Induction of megabase DNA fragments by 5-fluorodeoxyuridine in human colorectal tumor (HT29) cells.

Current evidence suggests that DNA fragmentation plays an integral role in mediating cytotoxicity that results from thymidine nucleotide depletion ("thymineless death"). Recently, Ayusawa et al. [Mutat. Res. 200:221-230 (1988)] reported that dTMP starvation induces cellular processes that result in the release of 50-200-kilobase (kb) DNA fragments in FM3A cells, as detected by pulsed field gel electrophoresis (PFGE). The present study was undertaken to determine whether a similar DNA fragmentation process occurs in a human cell line in response to fluoropyrimidine treatment and, if so, to quantitate this process.
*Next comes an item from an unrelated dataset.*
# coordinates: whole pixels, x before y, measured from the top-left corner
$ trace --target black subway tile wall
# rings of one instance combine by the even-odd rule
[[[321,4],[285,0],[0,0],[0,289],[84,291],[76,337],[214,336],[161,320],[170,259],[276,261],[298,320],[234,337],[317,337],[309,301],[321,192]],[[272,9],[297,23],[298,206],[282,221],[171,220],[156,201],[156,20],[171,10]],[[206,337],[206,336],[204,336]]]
When human colorectal tumor (HT29) cells were treated with 100 nm 5-fluorodeoxyuridine (FdUrd), this regimen induced the formation of high molecular weight DNA fragments, which were analyzed using three different PFGE protocols. Field inversion PFGE revealed that, in contrast to the discrete size range reported for FM3A cells, FdUrd-induced fragments in HT29 cells were broadly distributed from about 50 kb to sizes beyond the resolution of the field inversion mode (i.e., greater than 600 kb). Analysis of these same samples by contour-clamped homogeneous electric field PFGE showed that the bulk of these fragments migrated in the 1-5-megabase region. In contrast, fragments from DNA that was broken randomly by gamma-radiation appeared to be primarily in a zone corresponding to approximately 5-10 megabases. Equitoxic FdUrd and radiation treatments (100 nM FdUrd for 48 hr versus 10-Gy gamma-radiation) each increased the fraction of DNA entering the gel from about 0.07-0.09 (untreated cells) to about 0.22-0.25. To a first approximation, the time course and quantity of DNA fragmentation induced by 100 nM FdUrd appeared to correlate with the loss of clonogenicity within the 48-hr period analyzed. These findings suggest that the processes responsible for DNA fragmentation in response to a thymineless state may be different in FM3A and HT29 cells, that in both cases the breaks caused do not appear to be located randomly with respect to the entire genome, and that these processes may be related to the chain of events by which temporary dTMP starvation is made into a lethal insult.